First observe that a very special thing happens when you work with just two buckets, where one has an even quantity and one has an odd quantity. Because there are just two unequal buckets, there's just one move possible: Pour water from the bucket with more water into the bucket with less water. Note that the move preserves the property that one bucket is even and the other one is odd.
What happens if we just keep doing this? Since there are a finite number of states, we must eventually repeat a state we've seen before. In fact, the first repeated state must be the original configuration. This is because for any configuration in this sequence, there is a unique prior one -- it's the one obtained by moving half of the even bucket's water to the odd bucket.

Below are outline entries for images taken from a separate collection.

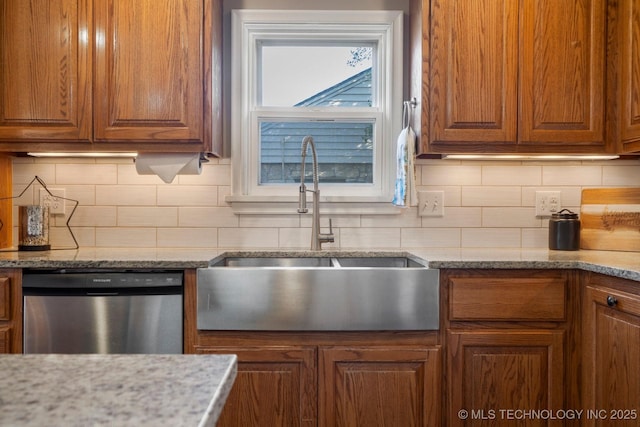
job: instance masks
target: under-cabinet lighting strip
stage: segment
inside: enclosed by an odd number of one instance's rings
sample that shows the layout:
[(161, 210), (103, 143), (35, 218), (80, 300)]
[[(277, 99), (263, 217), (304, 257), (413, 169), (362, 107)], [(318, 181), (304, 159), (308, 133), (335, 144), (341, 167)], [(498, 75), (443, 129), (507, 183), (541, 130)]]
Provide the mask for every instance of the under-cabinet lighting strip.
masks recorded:
[(448, 160), (614, 160), (617, 155), (600, 154), (444, 154)]
[(31, 157), (88, 157), (88, 158), (100, 158), (100, 157), (125, 157), (133, 158), (138, 153), (107, 153), (107, 152), (42, 152), (42, 153), (27, 153)]

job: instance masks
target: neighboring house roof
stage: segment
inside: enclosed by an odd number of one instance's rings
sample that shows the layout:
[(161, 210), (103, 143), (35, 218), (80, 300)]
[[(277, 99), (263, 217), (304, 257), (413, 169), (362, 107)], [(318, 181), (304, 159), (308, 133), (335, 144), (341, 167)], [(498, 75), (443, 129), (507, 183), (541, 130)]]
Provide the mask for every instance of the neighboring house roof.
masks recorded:
[[(371, 68), (295, 104), (307, 106), (371, 106)], [(302, 138), (311, 135), (321, 163), (371, 163), (372, 123), (267, 122), (261, 128), (262, 163), (300, 161)], [(368, 146), (369, 150), (364, 149)]]
[(300, 101), (296, 107), (371, 107), (371, 68)]

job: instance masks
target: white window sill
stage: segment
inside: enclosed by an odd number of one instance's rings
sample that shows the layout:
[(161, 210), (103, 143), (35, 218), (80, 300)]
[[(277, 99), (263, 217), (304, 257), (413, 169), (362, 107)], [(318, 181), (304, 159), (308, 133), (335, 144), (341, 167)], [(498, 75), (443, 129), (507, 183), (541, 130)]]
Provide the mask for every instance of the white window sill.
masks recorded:
[[(334, 198), (338, 199), (338, 198)], [(307, 208), (312, 211), (313, 198), (307, 199)], [(231, 205), (236, 215), (296, 215), (298, 214), (297, 197), (249, 197), (227, 196), (225, 201)], [(320, 202), (323, 215), (397, 215), (403, 208), (394, 206), (390, 201), (363, 200), (344, 201), (327, 200)]]

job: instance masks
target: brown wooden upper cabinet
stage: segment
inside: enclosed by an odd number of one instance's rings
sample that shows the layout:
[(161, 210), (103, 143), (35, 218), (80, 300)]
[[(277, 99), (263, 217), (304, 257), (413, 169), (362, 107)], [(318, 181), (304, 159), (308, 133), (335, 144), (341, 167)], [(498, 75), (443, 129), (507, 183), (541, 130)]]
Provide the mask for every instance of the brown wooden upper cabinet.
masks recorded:
[(424, 4), (423, 149), (615, 151), (605, 138), (606, 0)]
[(620, 153), (640, 153), (640, 0), (609, 7), (607, 132)]
[(220, 3), (0, 0), (0, 150), (212, 151)]

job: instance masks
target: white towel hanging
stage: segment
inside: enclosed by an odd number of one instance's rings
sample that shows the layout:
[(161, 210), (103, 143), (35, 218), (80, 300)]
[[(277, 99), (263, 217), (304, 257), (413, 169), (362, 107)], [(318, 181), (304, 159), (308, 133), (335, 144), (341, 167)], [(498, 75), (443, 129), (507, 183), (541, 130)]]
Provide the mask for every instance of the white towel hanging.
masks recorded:
[(411, 128), (411, 103), (402, 106), (402, 131), (396, 149), (396, 183), (392, 203), (396, 206), (416, 206), (418, 195), (415, 182), (416, 134)]

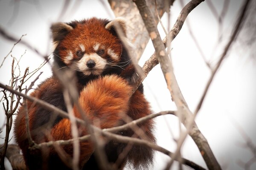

If the cycle is of length n, then by making n-1 moves, we reach the state "preceeding" the initial one. So if we were in the state (a,b), where a is even and b is odd, then we can get to the state (a/2, b+a/2).
With this under our belt, let's look at a little more general case. Suppose one of the buckets has an odd quantity of water, and the other two have an even quantity of water. Call this the odd-even-even case. We'll show how to increase the size of the odd bucket, while preserving the evenness of the other two. Eventually one of the even buckets must be empty. Let the quantity of water in the buckets be (a, b, c) where a is odd and b and c are even. First if neither b nor c are a multiple of 4, then make one move among them so that one of them is a multiple of 4. Now, by relabeling buckets we can assume without loss of generality that we have three buckets (a, b, c), where a is odd b is a multiple of 4, and c is even. Now we make a backwards move between a and b. The three buckets are now (a+b/2, b/2, c). We still have one odd and two even buckets, and we've grown the odd bucket. By repeating this algorithm one of the even buckets must eventually become empty. This solves the odd-even-even case.
What about the rest of the cases? The odd-odd-odd case becomes odd-even-even (solved above) after any move is made. The other cases are proven by induction. In the even-even-even case we simply divide all the bucket sizes by 2 and solve the smaller problem. The even-odd-odd case is solved by first making a move among the two odd buckets, which leads to the (already solved) even-even-even case.
This problem and two different solutions, are described in an article Five Algorithmic Puzzles by Peter Winkler that appeared in the Gathering for Gardner.